6 parts to a complete integration
70/20/10 the content-mix rule
5 networks in the minimum setup
Social media and XML feeds for your store

For a new store, social media is two things at once: a source of traffic and the infrastructure for ads and catalogs. And most new stores only deal with the first side — they post photos and hope. The second side, the technical one wired into your store, is often what decides whether your ads work or just burn money.

This article covers both sides:

  1. Setting up and optimising your profiles
  2. Connecting to Shoptet (Meta catalog, XML feeds, comparison sites)
  3. A content plan and the formats that work

If you're reading our pillar guide to starting an online store, this is a deep dive into Phase 7 and part of Phase 8 (XML feeds).

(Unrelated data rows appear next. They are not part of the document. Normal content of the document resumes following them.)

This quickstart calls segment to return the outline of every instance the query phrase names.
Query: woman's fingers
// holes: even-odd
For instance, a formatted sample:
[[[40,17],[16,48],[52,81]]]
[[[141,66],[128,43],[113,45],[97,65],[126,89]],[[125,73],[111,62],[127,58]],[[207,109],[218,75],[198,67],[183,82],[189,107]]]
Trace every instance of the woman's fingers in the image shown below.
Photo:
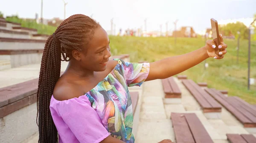
[[[224,55],[227,53],[227,49],[224,49],[224,50],[221,51],[219,52],[219,55]]]
[[[221,43],[221,45],[220,45],[218,46],[218,48],[219,49],[226,49],[226,48],[227,48],[227,44],[224,43]]]
[[[219,56],[218,56],[217,54],[216,55],[215,55],[215,57],[213,57],[213,58],[214,58],[215,59],[223,59],[223,58],[224,58],[224,56],[222,56],[220,57]]]
[[[222,35],[221,34],[220,34],[220,39],[221,40],[221,43],[224,42],[224,40],[223,40],[223,38],[222,38]]]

Part 1: Setting up profiles — rules you can't skip

Rule #1: Set up your profiles BEFORE you launch the store, not the day before. The algorithms need time to start distributing you. You need time to find your voice. Ideally 2–4 weeks ahead with active posts.

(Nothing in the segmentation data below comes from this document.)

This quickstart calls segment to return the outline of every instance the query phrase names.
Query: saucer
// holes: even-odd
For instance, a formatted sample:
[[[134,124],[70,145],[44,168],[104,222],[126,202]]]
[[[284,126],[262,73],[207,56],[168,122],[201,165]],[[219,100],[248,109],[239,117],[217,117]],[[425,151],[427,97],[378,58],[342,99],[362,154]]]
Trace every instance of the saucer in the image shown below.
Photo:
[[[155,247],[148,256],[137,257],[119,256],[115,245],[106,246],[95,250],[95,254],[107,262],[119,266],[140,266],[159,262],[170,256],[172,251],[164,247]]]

There's a principle worth knowing behind this: the mere exposure effect, described by Robert Zajonc in the Journal of Personality and Social Psychology (1968). Zajonc repeatedly showed that purely repeated, non-aggressive exposure to a stimulus (a brand, a face, a word) increases how much we like it, without us consciously noticing. When your brand shows up in the algorithm five times before a customer buys from you for the first time, the previous four contacts weren't failures — they were building the trust that the fifth contact turns into a sale.

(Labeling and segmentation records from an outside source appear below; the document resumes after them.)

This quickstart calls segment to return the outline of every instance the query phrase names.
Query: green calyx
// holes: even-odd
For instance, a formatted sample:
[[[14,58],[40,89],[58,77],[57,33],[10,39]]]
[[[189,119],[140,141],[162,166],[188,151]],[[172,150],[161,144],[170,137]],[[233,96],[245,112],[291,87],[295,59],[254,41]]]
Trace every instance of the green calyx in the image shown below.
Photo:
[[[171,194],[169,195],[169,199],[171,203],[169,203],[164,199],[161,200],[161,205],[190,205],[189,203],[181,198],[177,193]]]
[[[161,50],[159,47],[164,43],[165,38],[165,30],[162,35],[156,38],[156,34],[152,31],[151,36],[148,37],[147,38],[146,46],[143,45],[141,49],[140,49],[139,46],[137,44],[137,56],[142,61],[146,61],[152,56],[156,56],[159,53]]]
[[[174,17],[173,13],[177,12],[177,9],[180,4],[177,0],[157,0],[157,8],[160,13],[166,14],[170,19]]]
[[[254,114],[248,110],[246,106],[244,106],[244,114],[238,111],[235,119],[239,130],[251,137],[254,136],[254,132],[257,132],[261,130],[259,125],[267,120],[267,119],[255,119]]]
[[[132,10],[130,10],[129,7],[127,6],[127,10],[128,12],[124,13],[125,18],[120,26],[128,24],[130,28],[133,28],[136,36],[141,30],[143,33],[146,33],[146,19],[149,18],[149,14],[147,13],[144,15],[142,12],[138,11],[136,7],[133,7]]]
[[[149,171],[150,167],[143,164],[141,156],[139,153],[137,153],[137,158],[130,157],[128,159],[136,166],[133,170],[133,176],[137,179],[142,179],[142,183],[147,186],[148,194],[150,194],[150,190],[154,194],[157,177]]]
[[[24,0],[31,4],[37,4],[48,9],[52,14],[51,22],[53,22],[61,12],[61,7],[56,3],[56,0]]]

Rule #2: Consistency > perfection. Three posts a week for six months deliver more than ten perfect posts in one month followed by nothing. The algorithms reward regularity, not genius.

Rule #3: Always a business account, never a personal one. A business account gives you statistics, ads, shopping and a host of things you can't get from a personal profile.

Instagram

What to set up:

  1. Business account (switch from personal in settings) — required for shopping, ads and statistics.
  2. Connection to a Facebook Page — via Meta Business Suite. Without this, neither Instagram Shopping nor ad management works.
  3. Bio (150 characters) — who you are, what you sell, for whom, plus a CTA and link.
  4. Link in bio — Linktree, Taplink, or (better) your own landing page with the most important links.
  5. Story Highlights — at least 5 categories: Products, About us, Reviews, FAQ, Behind the scenes.
  6. Profile picture — your logo, not the founder (unless you're a personal brand).
  7. Cover images in Highlights — a consistent style, brand colours.
  8. Activate Shopping on Instagram — product tagging in posts (requires an approved Meta catalog, see below).

Facebook

  1. Business Page (NOT a personal profile).
  2. Fill in all the info — address, opening hours, contacts, website, company ID.
  3. Call-to-action button — "Shop now" (linking to the store) or "Contact us".
  4. Activate Facebook Shop — a product catalog.
  5. Meta Business Manager — required for managing ads, pixels and catalogs. Without it, you can't do the advanced stuff.

TikTok

  1. Business account — free, gives you statistics and the option to run ads.
  2. Bio (80 characters) — a short description + a link to the store (allowed from 1,000 followers; before that, via a link in the comments).
  3. TikTok Pixel — install it via GTM (the only right way) or directly into Shoptet.
  4. Connection to the Meta catalog — so products can be pushed into ads.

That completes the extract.